Get built-in resiliency for data integration on Snowflake

BryteFlow has an automatic network catch-up mode. It just resumes where it left off in case of power outages or system shutdowns when normal conditions are restored. This is ideal for Snowflake’s big data environment which routinely handles data ingestion and preparation of thousands of petabytes of data.

Why use the Snowflake Data Warehouse?

The Snowflake data warehouse is based on SQL and is easy to use.

Data can be queried with standard SQL query language

The Snowflake database was designed as a fully functioning SQL database. The Snowflake SQL database is a columnar-stored relational database that works with Excel, Tableau and other common software. Snowflake data can be queried with standard SQL query language. Data analysts are extremely familiar with SQL and can get started on analytics fast.

The Snowflake data warehouse is a highly automated SaaS offering

Your Snowflake data warehouse or data lake will not require expensive hardware or software to be installed or configured. The custom-built Snowflake big data infrastructure is fully managed and maintained by Snowflake.

The Snowflake data lake/data warehouse is highly dynamic and scalable

You don’t need to worry about the size of your Snowflake database. Your Snowflake data lake/data warehouse is highly dynamic and scalable. Snowflake’s big data architecture is shared and multi-cluster with each cluster accessing data and running independently without conflict. This is ideal for running large queries and operations simultaneously.

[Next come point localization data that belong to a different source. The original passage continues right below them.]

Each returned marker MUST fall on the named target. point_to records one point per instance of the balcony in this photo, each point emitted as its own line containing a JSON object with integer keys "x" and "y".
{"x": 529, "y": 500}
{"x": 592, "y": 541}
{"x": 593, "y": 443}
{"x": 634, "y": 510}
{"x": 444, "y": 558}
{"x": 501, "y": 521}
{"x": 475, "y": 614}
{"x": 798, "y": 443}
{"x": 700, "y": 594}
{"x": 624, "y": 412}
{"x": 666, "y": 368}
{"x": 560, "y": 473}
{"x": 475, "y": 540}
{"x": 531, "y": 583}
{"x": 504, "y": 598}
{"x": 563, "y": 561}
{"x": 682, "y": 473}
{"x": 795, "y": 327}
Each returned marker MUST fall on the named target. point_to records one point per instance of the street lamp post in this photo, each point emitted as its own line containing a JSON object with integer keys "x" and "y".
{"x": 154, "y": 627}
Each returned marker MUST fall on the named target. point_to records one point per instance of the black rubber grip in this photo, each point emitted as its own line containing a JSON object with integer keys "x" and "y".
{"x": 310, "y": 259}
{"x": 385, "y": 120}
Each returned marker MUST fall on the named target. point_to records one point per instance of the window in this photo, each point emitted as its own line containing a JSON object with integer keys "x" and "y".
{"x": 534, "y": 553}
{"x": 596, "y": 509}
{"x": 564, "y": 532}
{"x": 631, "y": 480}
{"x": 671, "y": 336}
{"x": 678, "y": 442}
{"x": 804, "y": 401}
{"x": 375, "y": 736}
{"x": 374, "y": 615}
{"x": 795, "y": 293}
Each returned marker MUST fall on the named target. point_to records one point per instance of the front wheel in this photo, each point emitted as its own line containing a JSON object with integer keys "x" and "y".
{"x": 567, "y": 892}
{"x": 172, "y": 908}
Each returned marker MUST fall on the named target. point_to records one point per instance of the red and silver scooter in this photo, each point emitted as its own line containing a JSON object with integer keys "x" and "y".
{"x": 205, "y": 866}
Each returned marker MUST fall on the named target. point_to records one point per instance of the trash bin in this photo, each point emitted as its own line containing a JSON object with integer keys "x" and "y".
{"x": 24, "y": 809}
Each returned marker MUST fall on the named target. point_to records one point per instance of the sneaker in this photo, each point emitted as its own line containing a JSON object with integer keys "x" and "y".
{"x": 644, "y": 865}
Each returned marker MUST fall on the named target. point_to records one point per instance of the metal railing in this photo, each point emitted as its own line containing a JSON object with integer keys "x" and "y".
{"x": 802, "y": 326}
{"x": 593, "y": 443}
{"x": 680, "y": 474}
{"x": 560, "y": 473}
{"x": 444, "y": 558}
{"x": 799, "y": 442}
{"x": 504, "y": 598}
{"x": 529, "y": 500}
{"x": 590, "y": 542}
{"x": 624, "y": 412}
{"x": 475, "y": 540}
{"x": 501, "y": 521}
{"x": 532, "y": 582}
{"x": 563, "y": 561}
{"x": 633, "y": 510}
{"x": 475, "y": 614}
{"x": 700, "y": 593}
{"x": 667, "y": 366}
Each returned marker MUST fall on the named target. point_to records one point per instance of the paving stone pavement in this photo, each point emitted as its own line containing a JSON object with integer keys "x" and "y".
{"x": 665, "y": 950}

Data in the Snowflake data warehouse is extremely secure

Snowflake automatically encrypts all data. Multi-factor authentication and granular access control is reassuring too. The Snowflake cloud data warehouse uses third party certification and validation to make sure security standards are met. Access control auditing is available for everything including data objects and actions within your Snowflake data lake.